Por fin, una hendidura en la roca deja entrever el otro lado: también hay pueblos, bosques y campos allí abajo, mucho más abajo. Y unos metros por encima, emerge la siempre reconfortante figura del vértice geodésico común. Convive con un buzón de montaña y otra especie de adorno con la plaquita plateada que dice lo que necesitaba saber: ‘Peñalba. 1.244 metros’.

Por ahí se entrevé el valle de Mena Por ahí se entrevé el valle de Mena

Lo que se puede otear desde allí es simplemente magnífico, como era de esperar. A mi espalda, al sur, queda el valle de Losa, de donde vengo. Y como me dirán los mapas, estoy encaramado al impresionante anfiteatro calcáreo que forman tres sierras sucesivas y hermanadas, de oeste a este: Montes de la Peña (donde me encuentro), Sierra de Carbonilla y Sierra Salvada; esta última apenas se aprecia desde mi posición, y ya limita con Álava. Lo que tengo inmediatamente abajo, al norte, es el más húmedo, verde y hundido valle burgalés de Mena, que toca con Cantabria. Me contarán luego que, en días despejados, desde Peñalba se ven perfectamente Santander y el Mar Cantábrico.
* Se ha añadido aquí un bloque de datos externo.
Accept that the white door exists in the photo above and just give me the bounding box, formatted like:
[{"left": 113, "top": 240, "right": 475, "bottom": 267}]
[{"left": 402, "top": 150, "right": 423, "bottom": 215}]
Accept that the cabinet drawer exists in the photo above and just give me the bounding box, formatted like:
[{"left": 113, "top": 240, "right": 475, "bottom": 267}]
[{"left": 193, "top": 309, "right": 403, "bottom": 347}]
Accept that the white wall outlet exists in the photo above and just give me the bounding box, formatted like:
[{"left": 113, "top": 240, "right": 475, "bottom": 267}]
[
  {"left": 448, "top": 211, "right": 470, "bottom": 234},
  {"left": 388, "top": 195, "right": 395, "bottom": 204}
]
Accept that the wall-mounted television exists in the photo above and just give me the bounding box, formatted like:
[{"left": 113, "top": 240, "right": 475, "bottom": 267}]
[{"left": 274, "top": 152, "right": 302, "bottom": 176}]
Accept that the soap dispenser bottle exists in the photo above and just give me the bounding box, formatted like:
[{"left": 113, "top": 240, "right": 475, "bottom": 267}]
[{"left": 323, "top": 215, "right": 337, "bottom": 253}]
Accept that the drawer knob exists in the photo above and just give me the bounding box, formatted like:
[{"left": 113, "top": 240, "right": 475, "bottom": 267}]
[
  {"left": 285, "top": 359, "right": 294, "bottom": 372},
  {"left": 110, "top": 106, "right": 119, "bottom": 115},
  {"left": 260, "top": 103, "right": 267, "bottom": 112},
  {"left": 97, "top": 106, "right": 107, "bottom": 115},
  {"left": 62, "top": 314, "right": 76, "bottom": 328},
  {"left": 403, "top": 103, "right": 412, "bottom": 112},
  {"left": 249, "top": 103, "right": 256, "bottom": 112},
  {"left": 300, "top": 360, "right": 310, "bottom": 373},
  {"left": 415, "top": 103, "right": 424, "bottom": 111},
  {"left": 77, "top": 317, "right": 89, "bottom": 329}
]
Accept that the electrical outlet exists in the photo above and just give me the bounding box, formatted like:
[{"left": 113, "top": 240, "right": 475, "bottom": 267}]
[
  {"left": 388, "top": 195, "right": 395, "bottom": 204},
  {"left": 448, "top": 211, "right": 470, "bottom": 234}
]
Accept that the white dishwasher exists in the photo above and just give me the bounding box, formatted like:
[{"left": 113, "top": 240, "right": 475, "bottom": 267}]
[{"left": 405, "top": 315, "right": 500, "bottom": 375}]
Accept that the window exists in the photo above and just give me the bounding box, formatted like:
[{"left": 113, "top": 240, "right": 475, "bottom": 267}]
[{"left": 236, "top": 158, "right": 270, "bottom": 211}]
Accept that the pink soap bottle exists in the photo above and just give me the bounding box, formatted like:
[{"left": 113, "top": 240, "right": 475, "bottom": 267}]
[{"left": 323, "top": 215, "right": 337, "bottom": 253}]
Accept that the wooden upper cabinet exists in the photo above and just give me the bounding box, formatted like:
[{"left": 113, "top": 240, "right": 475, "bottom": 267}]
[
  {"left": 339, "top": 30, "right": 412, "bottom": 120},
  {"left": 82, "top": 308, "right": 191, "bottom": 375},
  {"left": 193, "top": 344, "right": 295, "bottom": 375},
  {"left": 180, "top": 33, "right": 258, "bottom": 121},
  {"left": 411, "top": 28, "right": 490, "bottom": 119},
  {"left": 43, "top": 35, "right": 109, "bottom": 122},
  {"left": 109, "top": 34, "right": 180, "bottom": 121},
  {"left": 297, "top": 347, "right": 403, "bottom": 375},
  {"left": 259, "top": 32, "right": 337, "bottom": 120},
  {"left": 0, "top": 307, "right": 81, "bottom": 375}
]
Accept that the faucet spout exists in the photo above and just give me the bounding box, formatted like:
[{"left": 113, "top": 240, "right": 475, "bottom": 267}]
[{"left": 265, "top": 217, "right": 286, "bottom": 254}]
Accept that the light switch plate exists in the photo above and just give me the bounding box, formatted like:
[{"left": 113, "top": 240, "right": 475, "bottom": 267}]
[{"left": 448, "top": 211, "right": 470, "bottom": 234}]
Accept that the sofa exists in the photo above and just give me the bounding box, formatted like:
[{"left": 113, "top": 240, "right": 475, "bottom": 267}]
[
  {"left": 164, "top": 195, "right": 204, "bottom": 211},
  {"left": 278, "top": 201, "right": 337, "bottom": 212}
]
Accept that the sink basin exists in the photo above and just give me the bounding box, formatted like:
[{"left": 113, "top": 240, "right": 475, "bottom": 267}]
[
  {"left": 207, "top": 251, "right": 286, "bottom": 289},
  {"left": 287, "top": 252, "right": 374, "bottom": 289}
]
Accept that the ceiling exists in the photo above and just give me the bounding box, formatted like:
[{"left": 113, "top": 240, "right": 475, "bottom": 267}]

Y la magia de la aventura inesperada contribuye a conmoverme, como se emocionaría cualquiera con un regalo de la naturaleza. Por si el lugar no resultara suficientemente inolvidable de por sí, la niebla empieza a trepar desde la vertiente norte hacia la sureña, mientras los rayos del sol juguetean con ella, filtrándose desde las nubes más altas. Es como espuma que adorna esta gigantesca ola pétrea, que se levanta suave desde Losa y se desploma hacia Mena con vértigo, en un paredón de cerca de mil metros de desnivel: no parece que se pueda seguir avanzando. Un hachazo brusco, tajante, como fue el final de estos relatos tan autobiográficos. Hasta la vista.

Pues esto era: Peñalba (1.244 metros) Pues esto era: Peñalba (1.244 metros)

Valle de Losa, con Quincoces muy chiquitito Valle de Losa, con Quincoces muy chiquitito

Mirando al oeste: la niebla se mete hacia San Mamés y Peña Mayor, sobre el valle de Mena. Mirando al oeste: la niebla se mete hacia San Mamés y Peña Mayor, sobre el valle de Mena.

Mirando al este: Tres Dedos, Complacedera (iluminada por el sol) y, en la sierra de Carbonilla, el Castrogrande. Mirando al este: Tres Dedos, Complacera (iluminada por el sol) y, en la sierra de Carbonilla, el Castrogrande.